Las bienaventuranzas nos abren un horizonte nuevo con relación a la vida y a las conductas humanas. Son dichosos, pues, quienes se dejan guiar por el espíritu de las bienaventuranzas y, ciertamente, heredarán la tierra, aunque hayan acabado los días de su vida terrena. Su victoria y su felicidad es el participar de la victoria de Cristo sobre el pecado y la muerte, ser asociados a la gloria de su pasión y resurrección. ¿Es ésta solamente una promesa de futuro? Las certezas admirables que Jesús da a sus discípulos, ¿se refieren sólo a la vida eterna, a un reino de los cielos más allá de la muerte? Los cristianos sabemos bien que ese Reino está cerca. Porque ha sido inaugurado con la vida, muerte y resurrección de Cristo. Sí, está cerca, porque también en buena parte depende de nosotros discípulos y seguidores de Jesús. Somos nosotros, bautizados y confirmados en Cristo, los llamados a acercar ese Reino, a hacerlo visible y actual en este mundo, como preparación a su establecimiento definitivo. Y esto se logra con nuestro esfuerzo y conducta concorde con los preceptos del Señor, con nuestra identificación y seguimiento.
La bienaventuranza prometida nos coloca, así, ante opciones morales decisivas. Nos invita a purificar nuestro corazón de sus malos instintos y a buscar el amor de Dios por encima de todo, a poner en Él la confianza plena, como un niño satisfecho, recién amamantado, en brazos de su madre, a no esperar de otro la salvación y la dicha definitivas. La bienaventuranza prometida nos enseña que la verdadera felicidad, la auténtica dicha, no reside en la riqueza o en el bienestar, ni en la gloria humana o el poder, ni en ninguna obra humana, por útil que sea, como las ciencias, las técnicas y las artes, ni en ninguna criatura, sino sólo en Dios, fuente de todo bien y de todo amor, nuestro lote y heredad.

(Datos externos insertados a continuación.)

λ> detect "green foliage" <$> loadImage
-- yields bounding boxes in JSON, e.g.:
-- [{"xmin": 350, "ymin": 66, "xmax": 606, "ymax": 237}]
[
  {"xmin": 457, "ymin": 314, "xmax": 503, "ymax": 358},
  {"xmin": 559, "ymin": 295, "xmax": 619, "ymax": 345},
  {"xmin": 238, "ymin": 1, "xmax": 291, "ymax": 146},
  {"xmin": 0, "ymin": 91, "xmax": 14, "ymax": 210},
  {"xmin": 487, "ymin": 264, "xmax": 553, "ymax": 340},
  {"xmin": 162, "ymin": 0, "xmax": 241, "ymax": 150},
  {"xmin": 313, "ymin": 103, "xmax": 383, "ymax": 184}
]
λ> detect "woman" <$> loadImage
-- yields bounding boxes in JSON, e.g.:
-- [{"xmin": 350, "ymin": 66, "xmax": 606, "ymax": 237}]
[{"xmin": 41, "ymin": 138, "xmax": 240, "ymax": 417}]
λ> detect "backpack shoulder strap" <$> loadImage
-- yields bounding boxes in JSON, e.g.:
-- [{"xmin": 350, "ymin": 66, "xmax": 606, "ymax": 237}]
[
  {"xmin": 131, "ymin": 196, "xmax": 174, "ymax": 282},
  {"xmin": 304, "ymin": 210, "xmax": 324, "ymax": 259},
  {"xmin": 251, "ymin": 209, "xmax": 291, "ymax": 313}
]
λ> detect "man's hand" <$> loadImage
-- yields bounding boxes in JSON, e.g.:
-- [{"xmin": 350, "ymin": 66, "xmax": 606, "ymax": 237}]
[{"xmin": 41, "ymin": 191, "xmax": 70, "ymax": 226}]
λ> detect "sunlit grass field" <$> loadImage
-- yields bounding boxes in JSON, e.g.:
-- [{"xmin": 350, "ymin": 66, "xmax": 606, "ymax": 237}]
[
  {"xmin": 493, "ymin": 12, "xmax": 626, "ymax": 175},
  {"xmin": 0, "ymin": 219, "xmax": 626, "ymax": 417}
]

Esta es la verdadera felicidad, la auténtica alegría, la alegría de estar dentro del amor de Dios que nos hace hijos suyos. La alegría de los hijos es una alegría que requiere confianza total en el Padre. Es la alegría que tiene su fundamento no en el tener sino en el ser, no en el poder o en el dominio, no en el goce o disfrute individualista o en el bienestar a toda costa, sino en la entrega y donación de nosotros mismos, en el dar una preferencia absoluta a las cosas del Reino. Es la alegría profunda y exigente de las bienaventuranzas, la de las personas que viven una entrega total a Dios, aquellas para quienes sólo Dios basta. Es la felicidad que sólo en Dios tiene su realización plena la alegría que nadie podrá quitar, la que es fruto del amor y, por consiguiente, de Dios mismo en persona, que es amor. Este es el camino de una humanidad nueva y renovada, esto es lo que cambia el mundo desde sus cimientos, esta es la luz que necesitamos en mundo envuelto en oscuridades. Esta es la auténtica visión del hombre, la que Jesús nos ofrece con las bienaventuranzas, la verdadera antropología está en ellas. Este es el futuro: el de las bienaventuranzas, el de Cristo, que nos dejó en las bienaventuranzas su autorretrato para ser dichosos. Sigámoslo y veremos un mundo en cambio, el cambio que necesitamos.